Limitations

Universal SSL certificates present some limitations.

Hostname coverage

Full setup

Universal SSL certificates only support SSL for the root or first-level subdomains such as example.com and www.example.com. To enable SSL support on second, third, and fourth-level subdomains such as dev.www.example.com or app3.dev.www.example.com, you can:

• Purchase Advanced Certificate Manager to order advanced certificates.
• Upgrade to a Business or Enterprise plan to upload custom certificates.

CNAME setup

On a CNAME setup zone, each subdomain has its own Universal SSL certificate and does not require additional features or purchases.

Certificate authority

For Universal SSL certificates, Cloudflare chooses the certificate authority (CA) used for your certificate.
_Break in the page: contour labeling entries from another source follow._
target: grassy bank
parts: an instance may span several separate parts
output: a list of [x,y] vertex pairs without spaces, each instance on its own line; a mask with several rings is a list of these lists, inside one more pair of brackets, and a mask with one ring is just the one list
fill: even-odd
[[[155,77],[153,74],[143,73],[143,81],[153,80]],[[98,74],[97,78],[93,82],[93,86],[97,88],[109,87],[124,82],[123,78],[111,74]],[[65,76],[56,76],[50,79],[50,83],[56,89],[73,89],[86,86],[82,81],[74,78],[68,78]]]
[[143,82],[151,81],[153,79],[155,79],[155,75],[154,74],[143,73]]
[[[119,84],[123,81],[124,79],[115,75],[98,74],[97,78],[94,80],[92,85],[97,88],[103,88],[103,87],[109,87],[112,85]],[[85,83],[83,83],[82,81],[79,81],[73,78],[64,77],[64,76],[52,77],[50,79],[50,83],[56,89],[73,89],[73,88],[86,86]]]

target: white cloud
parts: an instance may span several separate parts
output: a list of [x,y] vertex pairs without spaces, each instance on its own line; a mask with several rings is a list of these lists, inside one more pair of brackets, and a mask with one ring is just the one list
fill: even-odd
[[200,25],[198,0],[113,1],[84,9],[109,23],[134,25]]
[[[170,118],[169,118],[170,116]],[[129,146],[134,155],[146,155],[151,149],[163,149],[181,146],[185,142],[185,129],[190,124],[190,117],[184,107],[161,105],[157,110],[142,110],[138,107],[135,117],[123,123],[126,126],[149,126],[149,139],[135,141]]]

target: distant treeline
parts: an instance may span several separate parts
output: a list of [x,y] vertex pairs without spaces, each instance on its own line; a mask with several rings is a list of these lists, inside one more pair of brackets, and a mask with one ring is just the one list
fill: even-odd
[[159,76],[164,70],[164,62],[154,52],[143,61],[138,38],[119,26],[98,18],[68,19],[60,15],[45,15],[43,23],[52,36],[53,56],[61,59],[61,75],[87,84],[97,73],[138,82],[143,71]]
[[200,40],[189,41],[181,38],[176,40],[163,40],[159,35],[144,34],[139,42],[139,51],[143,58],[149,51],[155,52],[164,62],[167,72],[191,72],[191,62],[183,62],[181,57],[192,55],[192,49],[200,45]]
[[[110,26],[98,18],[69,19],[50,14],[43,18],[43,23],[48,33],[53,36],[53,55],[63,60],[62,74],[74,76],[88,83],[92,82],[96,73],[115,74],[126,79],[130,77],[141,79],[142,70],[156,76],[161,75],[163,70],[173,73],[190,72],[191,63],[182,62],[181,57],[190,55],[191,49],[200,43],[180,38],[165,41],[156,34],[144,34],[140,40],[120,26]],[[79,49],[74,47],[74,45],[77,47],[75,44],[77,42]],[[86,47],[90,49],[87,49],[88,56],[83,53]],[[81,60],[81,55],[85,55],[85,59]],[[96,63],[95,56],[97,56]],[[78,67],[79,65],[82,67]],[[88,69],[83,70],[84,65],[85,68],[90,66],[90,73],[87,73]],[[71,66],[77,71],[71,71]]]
Cloudflare can change the certificate authority without prior notification, and will not send any notification as the change happens.

If you want to choose the issuing certificate authority, order an advanced certificate.

Validity period

For Universal certificates, Cloudflare controls the validity period. Refer to validity periods and renewal for details.

TLS settings

Customizing cipher suites is only available with Advanced Certificate Manager or within Cloudflare for SaaS.

You can set up minimum TLS version at the zone level, but, for per-hostname settings, you must have Advanced Certificate Manager.

Delegated DCV

Delegated DCV allows zones with partial DNS setups to delegate the DCV process to Cloudflare. DCV delegation will not work with Universal SSL certificates and requires the use of an advanced certificate.

Spectrum

Universal SSL is not compatible with Cloudflare Spectrum. If you are trying to use Spectrum, use either an advanced certificate or a custom certificate.

Load balancing

Due to internal limitations, Universal SSL certificates do not cover load balancing hostnames by default. This behavior will be corrected in the future.

Browser support

For more on browser support, see Browser compatibility.